Lexical Coverage Results — PaniniFS Engine¶
This page documents the lexical coverage metrics of the PaniniFS semantic engine on two corpora: the Gutenberg corpus (classic texts) and the Wikipedia corpus.
Metric
Lexical coverage measures the proportion of content words (after removing function words) to which at least one semantic atom can be assigned without adding a new primitive.
Global state — expanded Gutenberg corpus (v4.8.16)¶
62 files · 12 languages · ~5.8M words (state: February 2026)
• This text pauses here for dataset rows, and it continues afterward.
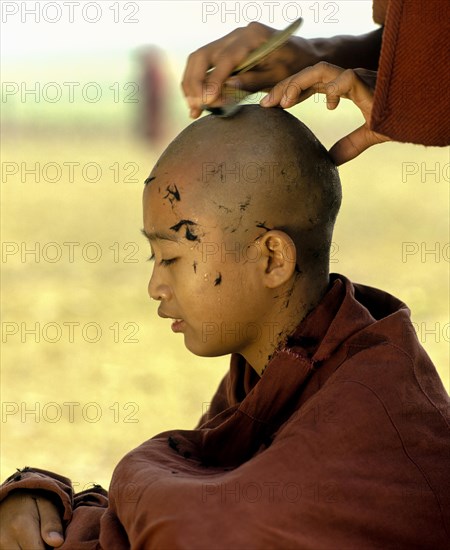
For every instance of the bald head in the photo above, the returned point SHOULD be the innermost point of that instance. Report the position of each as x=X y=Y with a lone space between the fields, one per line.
x=259 y=170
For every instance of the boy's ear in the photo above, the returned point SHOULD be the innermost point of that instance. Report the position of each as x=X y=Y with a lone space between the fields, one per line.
x=279 y=256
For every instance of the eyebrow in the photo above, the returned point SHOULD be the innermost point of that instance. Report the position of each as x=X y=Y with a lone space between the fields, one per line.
x=158 y=235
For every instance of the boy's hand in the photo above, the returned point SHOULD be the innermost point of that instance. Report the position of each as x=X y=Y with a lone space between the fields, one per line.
x=335 y=82
x=203 y=88
x=29 y=521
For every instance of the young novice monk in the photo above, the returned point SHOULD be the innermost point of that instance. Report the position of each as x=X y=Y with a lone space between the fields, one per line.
x=331 y=429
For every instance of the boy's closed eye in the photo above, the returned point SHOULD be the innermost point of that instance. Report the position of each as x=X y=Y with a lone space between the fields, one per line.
x=163 y=262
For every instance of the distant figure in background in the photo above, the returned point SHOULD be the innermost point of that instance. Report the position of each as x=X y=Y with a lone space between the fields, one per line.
x=152 y=94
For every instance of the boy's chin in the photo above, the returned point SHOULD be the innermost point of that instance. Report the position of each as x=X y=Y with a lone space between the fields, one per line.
x=207 y=350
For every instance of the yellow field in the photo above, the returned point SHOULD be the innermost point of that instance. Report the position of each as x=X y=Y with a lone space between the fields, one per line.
x=94 y=401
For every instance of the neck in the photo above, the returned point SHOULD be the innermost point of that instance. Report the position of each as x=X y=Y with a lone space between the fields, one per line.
x=292 y=305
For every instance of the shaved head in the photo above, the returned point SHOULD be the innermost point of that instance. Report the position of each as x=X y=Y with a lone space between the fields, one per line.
x=261 y=169
x=239 y=214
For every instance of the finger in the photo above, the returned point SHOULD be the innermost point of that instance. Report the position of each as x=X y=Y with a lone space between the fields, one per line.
x=20 y=523
x=193 y=77
x=50 y=522
x=288 y=92
x=349 y=147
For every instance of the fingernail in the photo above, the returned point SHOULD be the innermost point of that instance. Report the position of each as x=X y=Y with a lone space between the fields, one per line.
x=233 y=82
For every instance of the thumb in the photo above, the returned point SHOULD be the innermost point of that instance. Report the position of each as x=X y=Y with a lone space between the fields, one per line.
x=349 y=147
x=51 y=525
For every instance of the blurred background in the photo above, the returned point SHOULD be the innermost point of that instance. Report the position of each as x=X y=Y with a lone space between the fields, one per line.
x=90 y=98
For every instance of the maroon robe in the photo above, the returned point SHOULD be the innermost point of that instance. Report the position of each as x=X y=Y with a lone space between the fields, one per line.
x=343 y=443
x=412 y=94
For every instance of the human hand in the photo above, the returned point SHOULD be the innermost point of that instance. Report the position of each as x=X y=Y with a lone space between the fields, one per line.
x=335 y=82
x=29 y=521
x=204 y=88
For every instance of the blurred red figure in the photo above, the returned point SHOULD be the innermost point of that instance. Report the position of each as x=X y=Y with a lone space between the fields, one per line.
x=152 y=93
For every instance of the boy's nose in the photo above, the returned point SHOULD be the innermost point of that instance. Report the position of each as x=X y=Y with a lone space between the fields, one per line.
x=158 y=290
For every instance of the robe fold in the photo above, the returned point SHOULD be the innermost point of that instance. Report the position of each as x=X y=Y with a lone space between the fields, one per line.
x=412 y=94
x=343 y=443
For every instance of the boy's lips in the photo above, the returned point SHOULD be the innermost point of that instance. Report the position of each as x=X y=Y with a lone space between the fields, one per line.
x=178 y=323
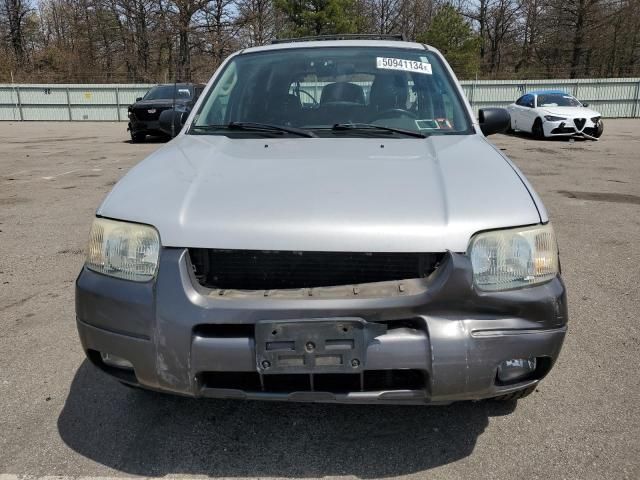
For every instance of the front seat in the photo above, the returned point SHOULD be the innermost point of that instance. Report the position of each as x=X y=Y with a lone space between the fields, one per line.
x=388 y=91
x=342 y=92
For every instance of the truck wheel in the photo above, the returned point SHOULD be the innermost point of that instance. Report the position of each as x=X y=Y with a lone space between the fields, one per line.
x=538 y=130
x=525 y=392
x=138 y=137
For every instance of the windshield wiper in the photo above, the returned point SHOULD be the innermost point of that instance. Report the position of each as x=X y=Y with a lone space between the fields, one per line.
x=258 y=127
x=371 y=126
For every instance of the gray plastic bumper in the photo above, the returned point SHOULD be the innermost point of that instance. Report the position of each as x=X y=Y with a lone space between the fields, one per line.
x=458 y=335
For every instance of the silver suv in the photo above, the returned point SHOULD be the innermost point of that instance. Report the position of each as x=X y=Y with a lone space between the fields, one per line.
x=330 y=225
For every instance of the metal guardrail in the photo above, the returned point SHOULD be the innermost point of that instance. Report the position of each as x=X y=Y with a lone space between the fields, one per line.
x=612 y=97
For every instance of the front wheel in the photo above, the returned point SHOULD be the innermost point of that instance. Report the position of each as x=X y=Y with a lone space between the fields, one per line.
x=538 y=130
x=525 y=392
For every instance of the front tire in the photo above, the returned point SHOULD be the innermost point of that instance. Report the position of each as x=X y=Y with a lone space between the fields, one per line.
x=509 y=397
x=538 y=130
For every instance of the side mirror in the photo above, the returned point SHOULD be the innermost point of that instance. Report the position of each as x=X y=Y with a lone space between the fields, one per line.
x=171 y=121
x=494 y=120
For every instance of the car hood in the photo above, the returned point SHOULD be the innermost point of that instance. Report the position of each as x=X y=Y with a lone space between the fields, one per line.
x=319 y=194
x=570 y=112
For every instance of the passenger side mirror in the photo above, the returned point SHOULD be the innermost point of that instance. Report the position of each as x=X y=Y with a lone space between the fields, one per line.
x=493 y=120
x=171 y=121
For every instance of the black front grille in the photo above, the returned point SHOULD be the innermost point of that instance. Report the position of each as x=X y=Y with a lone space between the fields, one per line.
x=148 y=113
x=579 y=122
x=271 y=270
x=368 y=381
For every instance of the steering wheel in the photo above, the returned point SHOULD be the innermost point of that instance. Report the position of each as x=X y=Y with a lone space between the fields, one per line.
x=394 y=112
x=313 y=99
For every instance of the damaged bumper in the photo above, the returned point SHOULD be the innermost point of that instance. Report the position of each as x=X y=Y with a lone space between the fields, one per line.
x=434 y=340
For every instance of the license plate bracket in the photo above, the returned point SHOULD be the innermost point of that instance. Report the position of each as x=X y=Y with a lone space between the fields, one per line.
x=337 y=345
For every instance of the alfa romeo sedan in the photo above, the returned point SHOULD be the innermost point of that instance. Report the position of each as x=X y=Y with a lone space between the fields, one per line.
x=554 y=113
x=330 y=225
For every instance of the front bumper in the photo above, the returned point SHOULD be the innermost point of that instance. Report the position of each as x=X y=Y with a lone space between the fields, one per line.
x=150 y=127
x=569 y=128
x=178 y=335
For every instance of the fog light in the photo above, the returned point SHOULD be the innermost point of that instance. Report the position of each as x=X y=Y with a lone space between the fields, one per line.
x=117 y=362
x=516 y=369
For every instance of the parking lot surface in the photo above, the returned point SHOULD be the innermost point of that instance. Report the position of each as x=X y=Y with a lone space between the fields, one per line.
x=59 y=416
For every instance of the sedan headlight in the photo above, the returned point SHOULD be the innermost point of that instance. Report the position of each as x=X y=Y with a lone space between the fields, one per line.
x=122 y=249
x=506 y=259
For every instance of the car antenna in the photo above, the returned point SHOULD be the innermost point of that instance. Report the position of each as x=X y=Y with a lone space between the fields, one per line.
x=175 y=86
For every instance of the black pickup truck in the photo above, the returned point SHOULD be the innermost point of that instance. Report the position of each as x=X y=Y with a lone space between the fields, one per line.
x=144 y=114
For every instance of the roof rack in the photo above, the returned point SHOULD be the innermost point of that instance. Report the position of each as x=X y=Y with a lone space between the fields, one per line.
x=343 y=36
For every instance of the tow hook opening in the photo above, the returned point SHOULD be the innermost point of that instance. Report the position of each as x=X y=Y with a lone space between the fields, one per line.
x=116 y=366
x=516 y=370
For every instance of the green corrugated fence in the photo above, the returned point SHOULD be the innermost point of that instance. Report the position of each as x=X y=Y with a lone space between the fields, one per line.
x=612 y=97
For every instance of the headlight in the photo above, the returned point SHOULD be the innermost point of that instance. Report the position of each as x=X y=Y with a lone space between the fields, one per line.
x=505 y=259
x=123 y=250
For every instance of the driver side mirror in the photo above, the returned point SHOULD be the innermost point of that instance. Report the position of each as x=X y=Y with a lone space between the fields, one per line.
x=493 y=120
x=172 y=121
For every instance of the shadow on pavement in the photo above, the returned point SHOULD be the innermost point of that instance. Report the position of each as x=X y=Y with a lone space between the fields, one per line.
x=145 y=433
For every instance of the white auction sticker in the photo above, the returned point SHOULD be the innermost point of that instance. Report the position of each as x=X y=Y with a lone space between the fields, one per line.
x=404 y=65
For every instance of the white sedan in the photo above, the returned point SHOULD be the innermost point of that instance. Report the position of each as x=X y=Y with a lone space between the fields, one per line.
x=551 y=113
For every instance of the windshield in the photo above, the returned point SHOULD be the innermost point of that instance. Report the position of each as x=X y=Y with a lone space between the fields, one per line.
x=166 y=91
x=557 y=100
x=317 y=88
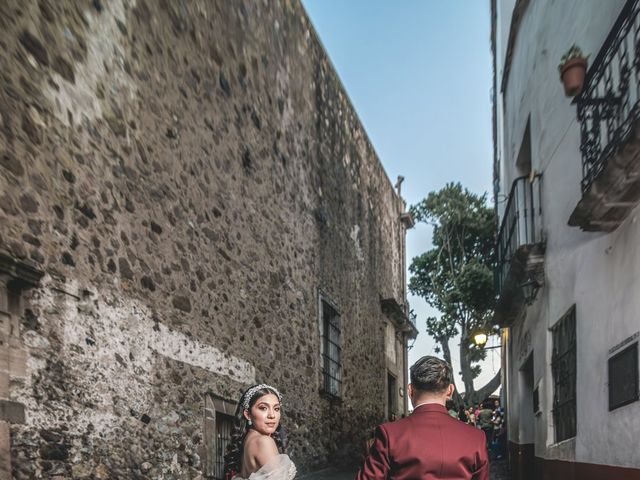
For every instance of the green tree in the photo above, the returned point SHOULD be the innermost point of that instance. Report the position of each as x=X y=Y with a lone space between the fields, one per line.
x=455 y=277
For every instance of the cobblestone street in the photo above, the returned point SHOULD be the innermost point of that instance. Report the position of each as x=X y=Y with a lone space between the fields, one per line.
x=499 y=471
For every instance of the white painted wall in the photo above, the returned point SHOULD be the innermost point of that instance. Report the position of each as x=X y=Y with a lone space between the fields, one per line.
x=598 y=272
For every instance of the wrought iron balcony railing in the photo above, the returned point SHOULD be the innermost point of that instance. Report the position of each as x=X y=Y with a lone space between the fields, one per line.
x=609 y=104
x=521 y=224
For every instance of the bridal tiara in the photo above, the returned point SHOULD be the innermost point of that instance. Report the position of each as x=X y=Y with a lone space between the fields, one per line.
x=253 y=390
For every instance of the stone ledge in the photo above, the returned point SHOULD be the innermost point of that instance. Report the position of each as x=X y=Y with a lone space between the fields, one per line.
x=12 y=412
x=27 y=275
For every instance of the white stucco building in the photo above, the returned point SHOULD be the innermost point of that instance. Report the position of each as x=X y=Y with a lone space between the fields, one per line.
x=567 y=185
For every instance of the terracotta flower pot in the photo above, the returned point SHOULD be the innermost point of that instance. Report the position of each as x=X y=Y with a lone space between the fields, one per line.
x=572 y=76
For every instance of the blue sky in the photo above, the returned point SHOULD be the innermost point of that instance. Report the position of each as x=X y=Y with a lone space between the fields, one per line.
x=419 y=75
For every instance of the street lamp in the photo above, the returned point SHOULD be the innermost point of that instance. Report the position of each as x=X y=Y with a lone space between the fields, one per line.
x=530 y=290
x=480 y=338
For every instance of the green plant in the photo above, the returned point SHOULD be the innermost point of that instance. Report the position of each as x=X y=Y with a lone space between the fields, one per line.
x=571 y=54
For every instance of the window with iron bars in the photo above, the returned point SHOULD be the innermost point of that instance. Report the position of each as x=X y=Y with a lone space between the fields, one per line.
x=623 y=377
x=331 y=350
x=563 y=368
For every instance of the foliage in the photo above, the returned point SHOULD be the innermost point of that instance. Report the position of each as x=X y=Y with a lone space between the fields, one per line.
x=455 y=277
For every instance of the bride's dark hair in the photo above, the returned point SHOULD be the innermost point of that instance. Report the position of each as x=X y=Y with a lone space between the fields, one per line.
x=233 y=455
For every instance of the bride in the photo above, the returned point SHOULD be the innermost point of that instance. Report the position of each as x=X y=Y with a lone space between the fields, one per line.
x=257 y=450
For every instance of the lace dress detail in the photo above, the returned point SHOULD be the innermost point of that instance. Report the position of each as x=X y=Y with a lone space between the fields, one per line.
x=279 y=467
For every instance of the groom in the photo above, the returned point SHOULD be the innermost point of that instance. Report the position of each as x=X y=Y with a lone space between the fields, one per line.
x=429 y=444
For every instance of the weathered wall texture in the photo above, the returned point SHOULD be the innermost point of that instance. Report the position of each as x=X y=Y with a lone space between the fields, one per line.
x=597 y=272
x=187 y=175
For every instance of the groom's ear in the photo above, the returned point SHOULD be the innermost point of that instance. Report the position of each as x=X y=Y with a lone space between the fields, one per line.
x=450 y=390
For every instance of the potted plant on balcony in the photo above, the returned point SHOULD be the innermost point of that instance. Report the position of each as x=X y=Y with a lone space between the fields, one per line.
x=573 y=68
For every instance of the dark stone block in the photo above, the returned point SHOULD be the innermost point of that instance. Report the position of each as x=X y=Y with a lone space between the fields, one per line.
x=28 y=204
x=125 y=268
x=12 y=164
x=67 y=259
x=69 y=176
x=58 y=210
x=36 y=256
x=59 y=452
x=156 y=228
x=51 y=436
x=12 y=412
x=30 y=239
x=63 y=68
x=34 y=47
x=86 y=210
x=111 y=265
x=182 y=303
x=256 y=120
x=224 y=84
x=147 y=283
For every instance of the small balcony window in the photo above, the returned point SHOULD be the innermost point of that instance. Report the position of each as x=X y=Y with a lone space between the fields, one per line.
x=563 y=368
x=623 y=377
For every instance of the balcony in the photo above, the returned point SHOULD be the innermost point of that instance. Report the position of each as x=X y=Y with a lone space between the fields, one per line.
x=609 y=114
x=519 y=250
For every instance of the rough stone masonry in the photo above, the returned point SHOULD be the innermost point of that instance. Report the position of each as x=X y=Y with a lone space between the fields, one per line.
x=180 y=181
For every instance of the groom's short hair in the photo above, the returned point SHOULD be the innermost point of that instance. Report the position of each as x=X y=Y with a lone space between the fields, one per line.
x=430 y=374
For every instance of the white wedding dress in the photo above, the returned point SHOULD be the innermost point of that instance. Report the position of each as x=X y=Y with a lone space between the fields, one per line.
x=279 y=467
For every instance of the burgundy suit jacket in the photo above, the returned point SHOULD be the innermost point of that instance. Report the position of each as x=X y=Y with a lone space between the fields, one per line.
x=427 y=445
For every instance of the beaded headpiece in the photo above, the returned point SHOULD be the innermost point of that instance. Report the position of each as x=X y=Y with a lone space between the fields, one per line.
x=253 y=390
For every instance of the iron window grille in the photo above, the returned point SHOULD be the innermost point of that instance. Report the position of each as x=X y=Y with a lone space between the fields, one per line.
x=563 y=368
x=224 y=427
x=331 y=349
x=520 y=224
x=623 y=377
x=609 y=105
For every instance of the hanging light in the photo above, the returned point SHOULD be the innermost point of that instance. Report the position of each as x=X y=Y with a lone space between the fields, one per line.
x=530 y=290
x=480 y=338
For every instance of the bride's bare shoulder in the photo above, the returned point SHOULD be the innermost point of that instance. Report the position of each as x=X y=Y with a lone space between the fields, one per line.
x=261 y=447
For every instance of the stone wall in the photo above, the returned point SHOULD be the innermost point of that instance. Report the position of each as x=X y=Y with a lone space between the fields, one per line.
x=188 y=175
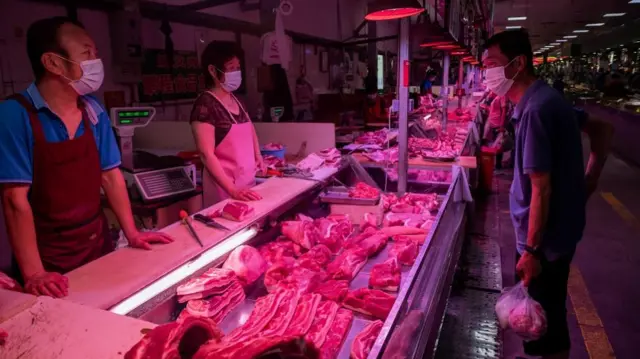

| Language | Code | Coverage | Family | Script |
|---|---|---|---|---|
| English | en |
81.4% | IE/Germanic | Latin |
| German | de |
81.4% | IE/Germanic | Latin |
| French | fr |
79.4% | IE/Romance | Latin |
| Chinese | zh |
76.6% | Sino-Tibetan | CJK |
| Japanese | ja |
74.1% | Japonic | CJK |
| Esperanto | eo |
73.2% | Constructed | Latin |
| Finnish | fi |
71.7% | Uralic | Latin |
| Italian | it |
71.1% | IE/Romance | Latin |
| Spanish | es |
68.7% | IE/Romance | Latin |
| Russian | ru |
56.3% | IE/Slavic | Cyrillic |
| Dutch | nl |
55.9% | IE/Germanic | Latin |
| Sanskrit | sa |
10.7% | IE/Indic | IAST transliteration |
| Global | — | 76.8% | — | — |
Note: Scores on the expanded corpus (62 files, hard texts including 14th-century Dante, pre-1918 Russian spelling, pre-1947 Dutch spelling) are lower than scores on the original 11-file corpus, where 7/7 EU languages reached ≥ 90%.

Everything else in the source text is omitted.